Anyway, as the public did not own the technology to copy books (printing presses), this was a law solely against commercial copying, and did not restrict the public in any way. Copyright law has been transformed from a solely commercial law into a law that is also against non-commercial copying by the public. Also, now as the technology to copy is now owned by the public, this law has to be maintained by restricting the public in ever greater measures, viz. DRM and DMCA. So, first ethical point: It restricts the public now they own the technology to copy for themselves, whereas it never used to. Second ethical point: Copyright law against non-commercial copying is an ethic that says helping your neighbour (e.g. by giving a copy of a useful program), or sharing with your friends is morally wrong. Something of an poor ethic.

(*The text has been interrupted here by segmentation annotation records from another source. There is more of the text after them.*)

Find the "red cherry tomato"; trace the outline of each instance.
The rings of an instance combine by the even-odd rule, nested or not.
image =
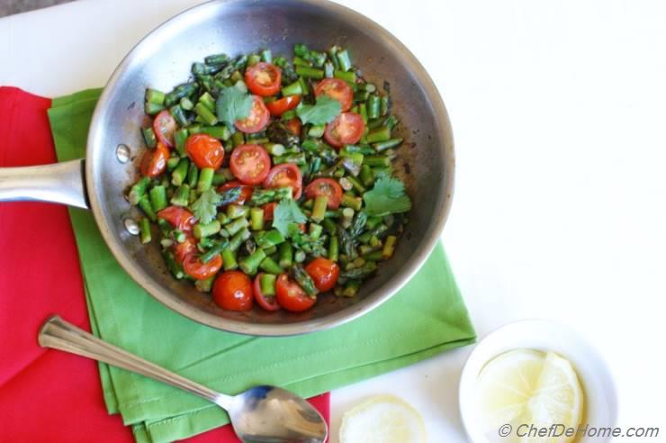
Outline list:
[[[279,100],[267,103],[266,107],[268,108],[268,111],[270,111],[271,115],[279,117],[287,111],[298,106],[298,104],[300,103],[301,95],[287,95],[285,97],[282,97]]]
[[[264,187],[266,189],[286,186],[291,186],[293,190],[294,200],[301,198],[303,190],[303,176],[301,174],[301,168],[292,163],[283,163],[273,167],[264,180]]]
[[[275,283],[275,297],[283,308],[292,312],[301,312],[312,307],[316,298],[309,297],[303,288],[289,279],[286,274],[280,274]]]
[[[240,145],[234,148],[230,160],[231,172],[246,185],[258,185],[271,170],[271,158],[259,145]]]
[[[249,115],[242,120],[237,120],[234,124],[241,132],[251,134],[266,128],[270,118],[271,114],[268,112],[268,108],[264,104],[264,100],[259,96],[254,95]]]
[[[252,285],[252,288],[254,289],[255,293],[255,300],[257,303],[259,303],[259,306],[266,309],[266,311],[279,311],[280,305],[277,303],[277,297],[275,296],[266,296],[264,295],[264,293],[261,292],[261,284],[259,283],[259,277],[263,276],[264,273],[259,273],[255,277],[255,283]]]
[[[264,221],[270,222],[273,220],[273,212],[275,212],[275,206],[277,206],[275,202],[271,202],[262,206],[264,210]]]
[[[227,311],[249,311],[252,309],[252,282],[240,271],[227,271],[215,279],[212,299]]]
[[[184,233],[192,232],[192,225],[194,224],[194,216],[180,206],[167,206],[158,212],[158,217],[164,219],[178,231]]]
[[[144,176],[156,177],[166,169],[166,160],[171,153],[169,149],[162,142],[158,142],[154,149],[148,149],[141,158],[141,175]]]
[[[240,182],[232,181],[232,182],[225,183],[224,185],[220,186],[219,191],[223,192],[228,189],[232,189],[234,187],[240,188],[240,195],[238,195],[238,198],[237,198],[231,203],[238,203],[238,204],[243,204],[245,202],[249,202],[249,199],[252,198],[252,193],[254,192],[254,188],[252,186],[243,185]]]
[[[338,277],[340,276],[340,267],[333,260],[320,257],[308,263],[305,272],[312,277],[317,289],[325,293],[336,287]]]
[[[329,145],[341,148],[343,145],[353,145],[361,140],[365,123],[356,113],[343,113],[326,125],[324,139]]]
[[[303,123],[301,122],[301,119],[300,118],[294,117],[292,120],[288,120],[287,122],[284,123],[284,126],[293,135],[298,135],[299,137],[301,137],[301,130],[303,127]]]
[[[338,209],[342,201],[342,187],[332,178],[317,178],[305,188],[305,194],[308,198],[326,195],[328,197],[328,209]]]
[[[219,140],[208,134],[194,134],[185,141],[185,150],[199,167],[218,169],[224,160],[224,147]]]
[[[275,65],[260,61],[245,70],[245,83],[252,94],[262,97],[274,95],[280,91],[282,71]]]
[[[188,235],[183,243],[174,245],[174,258],[178,263],[183,263],[186,257],[196,252],[196,239]]]
[[[211,258],[208,263],[203,263],[194,254],[185,256],[183,260],[183,269],[185,274],[197,280],[205,280],[213,276],[222,267],[222,256],[220,254]]]
[[[346,113],[352,108],[354,92],[345,80],[339,78],[324,78],[314,88],[315,96],[328,95],[340,102],[341,111]]]
[[[169,148],[174,147],[174,132],[176,132],[176,120],[166,109],[155,116],[153,131],[158,140]]]

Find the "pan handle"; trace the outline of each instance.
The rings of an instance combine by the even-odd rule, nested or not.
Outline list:
[[[84,159],[0,167],[0,202],[40,201],[88,209]]]

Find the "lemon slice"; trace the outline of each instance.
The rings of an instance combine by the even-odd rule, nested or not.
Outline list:
[[[576,428],[582,420],[583,393],[572,364],[555,353],[519,349],[502,354],[482,370],[477,402],[488,435],[510,424],[514,432],[502,441],[566,442],[564,436],[518,438],[521,424]]]
[[[340,443],[426,443],[418,412],[392,395],[380,395],[345,412]]]

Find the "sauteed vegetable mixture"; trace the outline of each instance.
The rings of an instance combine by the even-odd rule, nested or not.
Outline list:
[[[222,309],[354,296],[411,207],[392,175],[402,139],[388,84],[366,82],[338,46],[293,52],[212,55],[173,91],[146,91],[147,149],[128,194],[140,241],[157,237],[173,276]]]

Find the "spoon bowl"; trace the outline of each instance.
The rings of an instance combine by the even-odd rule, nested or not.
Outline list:
[[[229,412],[236,435],[246,443],[324,443],[328,434],[320,412],[285,389],[259,385],[234,396],[217,393],[116,348],[58,315],[44,322],[39,342],[43,348],[99,360],[209,400]]]

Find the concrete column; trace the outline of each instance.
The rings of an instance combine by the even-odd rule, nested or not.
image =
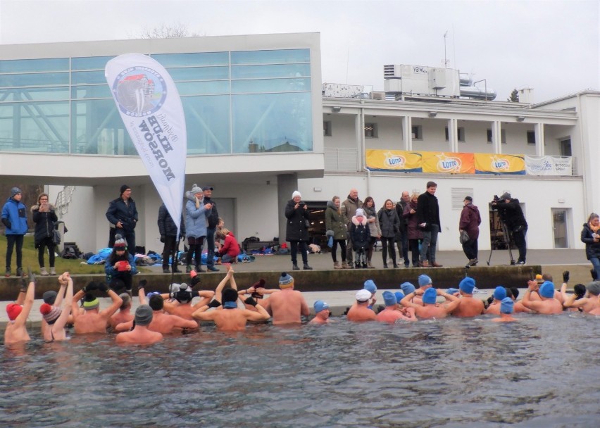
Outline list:
[[[280,174],[277,176],[277,209],[279,213],[279,243],[285,242],[287,219],[284,211],[285,204],[292,199],[292,194],[298,190],[297,174]]]

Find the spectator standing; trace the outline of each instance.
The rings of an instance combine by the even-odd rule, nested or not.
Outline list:
[[[204,194],[204,203],[210,203],[213,208],[211,213],[206,217],[208,220],[206,226],[206,270],[211,272],[218,272],[218,268],[215,268],[215,232],[217,229],[217,226],[219,224],[219,213],[217,212],[217,206],[215,201],[212,200],[213,190],[214,189],[211,186],[205,186],[202,187],[202,192]]]
[[[346,229],[346,223],[342,216],[339,206],[341,202],[339,196],[334,196],[331,201],[327,201],[327,208],[325,208],[325,234],[327,238],[333,238],[333,246],[331,248],[331,258],[333,259],[334,269],[349,269],[349,266],[346,261],[346,239],[348,239],[348,230]],[[342,253],[342,265],[337,261],[337,246],[339,245],[339,251]]]
[[[180,236],[177,236],[177,225],[175,225],[167,206],[163,203],[158,208],[158,233],[161,234],[161,242],[165,245],[163,247],[163,273],[170,273],[169,271],[169,256],[173,256],[171,265],[173,273],[181,271],[177,269],[177,253],[179,252],[179,240],[185,236],[185,222],[183,221],[183,214],[180,219]]]
[[[477,242],[479,239],[479,225],[481,224],[481,215],[479,208],[473,205],[471,196],[465,196],[463,201],[465,206],[461,213],[461,220],[458,224],[458,231],[462,233],[465,231],[469,235],[469,240],[463,244],[463,251],[469,259],[469,266],[475,266],[477,263]]]
[[[437,234],[441,232],[439,206],[437,203],[437,198],[435,197],[437,189],[437,184],[427,182],[427,191],[419,195],[417,201],[417,221],[423,231],[423,240],[419,255],[419,266],[421,268],[442,268],[442,265],[435,261]]]
[[[37,261],[39,263],[39,272],[42,276],[48,276],[44,264],[44,253],[48,248],[49,264],[51,275],[56,275],[54,270],[54,223],[58,220],[54,212],[54,207],[48,202],[48,194],[39,194],[37,203],[31,207],[33,222],[35,223],[34,244],[37,248]]]
[[[187,238],[187,266],[185,272],[192,272],[192,263],[196,272],[206,272],[202,269],[202,243],[206,237],[207,219],[213,204],[204,203],[204,192],[194,184],[192,190],[185,192],[185,237]]]
[[[348,198],[342,203],[340,210],[342,216],[346,221],[346,229],[350,232],[352,227],[352,218],[356,213],[356,210],[363,208],[363,201],[358,199],[358,191],[351,189]],[[352,234],[348,234],[348,241],[346,242],[346,260],[352,267]]]
[[[292,268],[299,270],[298,267],[298,250],[302,256],[304,268],[311,270],[308,265],[308,254],[306,243],[308,241],[308,210],[306,203],[302,201],[302,195],[297,190],[292,194],[292,199],[285,206],[285,218],[287,225],[285,240],[289,242],[292,255]]]
[[[27,233],[27,214],[25,206],[21,202],[23,194],[18,187],[11,189],[11,197],[2,207],[1,220],[6,227],[4,234],[6,235],[6,272],[5,277],[10,277],[11,260],[13,258],[13,248],[16,248],[17,253],[17,276],[20,277],[23,273],[23,237]]]
[[[137,224],[137,208],[131,197],[131,187],[123,184],[118,198],[111,201],[106,210],[106,219],[115,234],[125,238],[130,254],[135,255],[135,226]],[[112,232],[112,231],[111,231]],[[109,246],[112,246],[110,245]]]

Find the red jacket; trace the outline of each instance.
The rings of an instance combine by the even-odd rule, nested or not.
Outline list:
[[[230,257],[232,258],[236,258],[239,255],[239,244],[232,232],[227,234],[223,246],[219,251],[219,255],[221,257],[225,254],[229,254]]]

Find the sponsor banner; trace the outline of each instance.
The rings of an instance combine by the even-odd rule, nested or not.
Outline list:
[[[137,153],[179,228],[187,137],[175,83],[161,64],[140,54],[111,59],[104,76]]]
[[[449,174],[475,174],[472,153],[424,151],[423,172]]]
[[[421,153],[402,150],[365,151],[367,168],[371,171],[403,171],[420,172]]]
[[[527,175],[571,175],[573,158],[568,156],[525,156]]]
[[[523,155],[475,153],[476,174],[525,174]]]

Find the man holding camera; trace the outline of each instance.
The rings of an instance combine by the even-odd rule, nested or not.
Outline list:
[[[519,250],[518,265],[525,265],[527,257],[527,225],[525,221],[521,206],[518,199],[513,199],[511,194],[505,192],[497,199],[494,197],[492,206],[498,210],[500,219],[504,222],[509,234],[513,235],[513,241]]]

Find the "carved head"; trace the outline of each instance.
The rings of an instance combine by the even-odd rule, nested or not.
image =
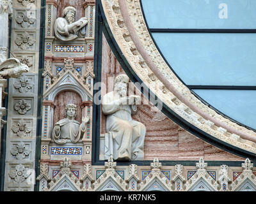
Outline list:
[[[122,97],[126,96],[129,80],[129,78],[126,75],[120,75],[115,79],[114,90],[117,91]]]
[[[77,113],[76,105],[72,103],[68,104],[65,108],[65,111],[66,117],[67,118],[70,119],[74,119]]]
[[[72,24],[75,21],[76,8],[72,6],[67,6],[64,8],[63,17],[67,19],[68,24]]]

But I do think you have a point, nonetheless. Certain kinds of task cannot easily be divided up and solved by communities. Movie making is an example. On the other hand, software making can be spread amongst a community that shares knowledge easily. That kind of organisation have none of the ethical problems discussed above. And we no longer have to theorise about whether free-software authors can get paid. They do. Right now. By companies who sell services based on free software.

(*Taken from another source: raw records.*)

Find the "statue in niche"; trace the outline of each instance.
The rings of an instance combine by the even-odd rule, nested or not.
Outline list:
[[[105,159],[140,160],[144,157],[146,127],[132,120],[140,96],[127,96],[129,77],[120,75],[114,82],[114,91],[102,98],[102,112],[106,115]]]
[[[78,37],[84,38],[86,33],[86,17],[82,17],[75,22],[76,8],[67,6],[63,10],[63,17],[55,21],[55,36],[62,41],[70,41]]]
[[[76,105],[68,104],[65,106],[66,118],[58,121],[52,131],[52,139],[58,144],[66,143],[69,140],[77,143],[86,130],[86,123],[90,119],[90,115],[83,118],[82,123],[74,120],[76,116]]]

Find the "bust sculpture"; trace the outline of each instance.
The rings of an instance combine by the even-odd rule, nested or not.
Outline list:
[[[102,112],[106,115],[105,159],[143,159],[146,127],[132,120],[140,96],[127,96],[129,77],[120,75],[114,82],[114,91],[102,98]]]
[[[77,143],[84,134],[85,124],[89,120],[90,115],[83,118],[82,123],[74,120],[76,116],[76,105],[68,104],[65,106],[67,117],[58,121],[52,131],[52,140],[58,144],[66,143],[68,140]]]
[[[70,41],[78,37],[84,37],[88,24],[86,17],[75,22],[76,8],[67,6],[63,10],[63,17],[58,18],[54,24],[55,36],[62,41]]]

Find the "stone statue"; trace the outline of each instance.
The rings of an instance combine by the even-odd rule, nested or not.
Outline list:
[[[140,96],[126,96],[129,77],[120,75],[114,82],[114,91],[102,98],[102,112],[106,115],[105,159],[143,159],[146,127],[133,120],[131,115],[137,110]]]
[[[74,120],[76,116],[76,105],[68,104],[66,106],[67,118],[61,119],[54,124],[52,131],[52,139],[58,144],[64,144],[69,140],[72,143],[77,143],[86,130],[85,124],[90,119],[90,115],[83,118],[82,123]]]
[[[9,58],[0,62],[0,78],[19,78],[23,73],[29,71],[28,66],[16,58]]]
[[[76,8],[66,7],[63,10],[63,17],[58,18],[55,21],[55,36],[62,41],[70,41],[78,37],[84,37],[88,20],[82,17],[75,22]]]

The question is how can artists and authors be encouraged (i.e. paid) for their efforts, and the recording industry monumentally fails to pay musicians money. Most musicians end up nominally OWING money to record companies. Only a small minority of musicians actually receive money in royalities. Those who were successful enough to negiotiate a contract that works in their favour. The record industry maybe completely redundant now that $3000 of equipment can get you recorded reasonably well.
If there is a solution that allows non-commercial copying, whilst commercial copying and publishing has to be paid for... if there is a business model that could work with that then that is what I'd like to see. Maybe we have to give up big budget movies? *shrugs* Small budget movies and music making will continue even with non-commercial copying, since that is what happens already in other countries, like Nigeria and Brazil. And I, for one, wont miss the majority of the musak that comes from the industry-pushed mediocre hacklike poseurs.